Control(rng="R") performance

Control(rng="R") drives the fast-S resample loop through pylmrob.r_set_seed + r_sample_noreplace / r_subsample_nonsingular so subset draws are byte-identical to robustbase. This page benchmarks the wall-clock cost vs the default PCG64 path.

Companion of the auto-generated bench-report.md, which compares pylmrob (PCG64, default) against R itself.

Setup

  • pylmrob 0.5.16

  • Cython R RNG kernel enabled (pylmrob._core._r_rng)

  • Python 3.13.12, NumPy + scipy with system OpenBLAS, Linux x86_64

  • 5 reps per case, median reported

Wall-clock: PCG64 vs R-mode

case

n

p

PCG64 (ms)

R-mode (ms)

R-mode / PCG64

stackloss

21

4

27.3

9.7

0.36x

synth_500_5

500

5

42.9

80.1

1.87x

synth_2000_10

2000

10

246.7

389.9

1.58x

Control(rng="R") is faster than PCG64 on small problems (the formula parser and PCG64 BitGenerator spinup amortise better at scale) and slower on larger problems by ~1.6-1.9x. The slowdown comes from:

  • Forced n_workers=1 (R-mode is sequential; no thread-pool benefit).

  • Forced engine_c=False (the monolithic Cython engine owns its BitGenerator and can’t share R-mode state).

  • The R-style subset draw is a full permutation per attempt (n unif_rand draws); the default Cython Floyd’s combination does p per attempt.

Microbench: draw helpers

The Cython R-RNG kernel (pylmrob._core._r_rng) gives substantial speedups over the pure-Python fallback for the standalone helpers:

op

pure Python

Cython

speedup

r_sample_noreplace(n=200, k=200) × 500

133 ms

1.0 ms

~130x

r_subsample_nonsingular(n=200, p=5) × 500

162 ms

1.5 ms

~108x

When to use rng="R"

  • Reproducing a fit from an R analysis where someone published set.seed(seed).

  • Generating reference data for cross-language validation.

  • Tighter agreement with R’s lmrob (rtol ~1.7e-5 on coefs vs ~1e-3 for PCG64 on the basin-drift cases — see numerical-notes.md).

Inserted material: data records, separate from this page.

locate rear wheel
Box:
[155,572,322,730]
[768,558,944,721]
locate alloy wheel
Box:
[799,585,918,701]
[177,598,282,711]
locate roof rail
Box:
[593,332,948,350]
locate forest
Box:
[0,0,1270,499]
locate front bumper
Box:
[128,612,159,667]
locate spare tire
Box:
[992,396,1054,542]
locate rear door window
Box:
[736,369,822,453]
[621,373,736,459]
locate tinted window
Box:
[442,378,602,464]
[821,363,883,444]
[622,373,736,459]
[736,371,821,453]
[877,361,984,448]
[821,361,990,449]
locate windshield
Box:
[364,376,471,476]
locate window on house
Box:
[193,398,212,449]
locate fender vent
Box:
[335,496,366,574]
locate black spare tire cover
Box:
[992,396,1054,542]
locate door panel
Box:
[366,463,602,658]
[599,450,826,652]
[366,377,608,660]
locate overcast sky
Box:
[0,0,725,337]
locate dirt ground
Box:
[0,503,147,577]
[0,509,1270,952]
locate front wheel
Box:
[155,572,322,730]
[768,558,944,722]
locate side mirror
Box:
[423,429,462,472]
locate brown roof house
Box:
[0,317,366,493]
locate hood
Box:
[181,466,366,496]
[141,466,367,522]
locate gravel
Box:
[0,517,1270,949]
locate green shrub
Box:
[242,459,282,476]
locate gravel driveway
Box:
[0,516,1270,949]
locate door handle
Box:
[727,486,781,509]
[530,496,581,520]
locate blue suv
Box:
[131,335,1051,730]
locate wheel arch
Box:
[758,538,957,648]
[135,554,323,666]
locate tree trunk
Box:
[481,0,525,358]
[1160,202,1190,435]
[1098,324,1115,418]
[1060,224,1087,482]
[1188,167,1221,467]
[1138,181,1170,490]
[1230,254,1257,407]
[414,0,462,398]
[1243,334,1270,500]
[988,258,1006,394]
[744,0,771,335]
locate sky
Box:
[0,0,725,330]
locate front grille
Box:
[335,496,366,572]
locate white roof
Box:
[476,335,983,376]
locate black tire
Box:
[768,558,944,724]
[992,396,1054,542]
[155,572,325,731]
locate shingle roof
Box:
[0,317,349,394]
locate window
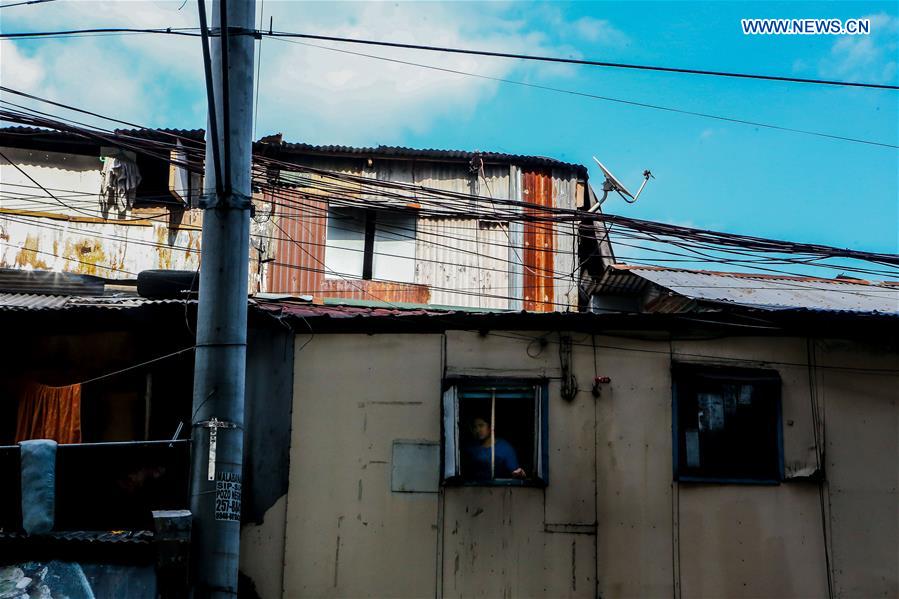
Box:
[325,207,417,283]
[443,378,549,485]
[673,365,783,483]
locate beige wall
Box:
[253,332,899,597]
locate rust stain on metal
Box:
[62,239,107,275]
[522,171,555,312]
[16,235,50,270]
[313,278,431,304]
[263,189,328,295]
[154,227,172,269]
[263,190,431,304]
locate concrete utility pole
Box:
[190,0,256,598]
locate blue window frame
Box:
[442,377,549,486]
[672,364,783,484]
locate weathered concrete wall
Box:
[272,332,899,597]
[240,328,294,599]
[284,335,442,597]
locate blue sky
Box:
[0,0,899,264]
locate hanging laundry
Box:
[16,383,81,443]
[101,156,141,212]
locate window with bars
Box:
[673,364,783,483]
[443,378,549,485]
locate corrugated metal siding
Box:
[315,278,431,304]
[415,218,509,309]
[0,214,200,278]
[629,267,899,314]
[265,189,328,295]
[522,171,555,312]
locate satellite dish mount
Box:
[589,156,655,212]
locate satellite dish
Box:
[588,156,655,212]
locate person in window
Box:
[463,416,527,480]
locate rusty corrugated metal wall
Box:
[522,171,555,312]
[415,218,509,309]
[263,190,430,304]
[261,157,577,311]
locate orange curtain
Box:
[16,383,81,443]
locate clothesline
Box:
[38,345,197,388]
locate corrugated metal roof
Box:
[0,530,154,545]
[270,142,587,176]
[610,265,899,316]
[0,268,105,295]
[0,293,69,310]
[0,127,587,177]
[0,293,187,312]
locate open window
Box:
[325,206,417,283]
[443,378,549,485]
[673,364,783,484]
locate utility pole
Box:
[190,0,256,598]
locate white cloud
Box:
[819,13,899,83]
[2,0,626,144]
[0,41,45,91]
[572,17,629,46]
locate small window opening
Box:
[325,206,417,283]
[674,365,783,482]
[444,380,547,485]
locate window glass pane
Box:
[675,367,780,480]
[372,212,417,283]
[459,385,538,481]
[325,207,365,278]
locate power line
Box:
[265,31,899,90]
[0,0,53,8]
[0,27,899,90]
[275,38,899,148]
[3,105,899,274]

Not recommended for hot loops on large data: the default rng="PCG64" with threading is faster and statistically just as valid.

Remaining work

The residual rtol~1e-5 gap to R’s lmrob lives in the resample loop’s “associated scale” computation (R uses find_scale; pylmrob uses _mscale_generic in the Cython kernel). Porting refine_fast_s + find_scale to Cython end-to-end is tracked in plan.md §11.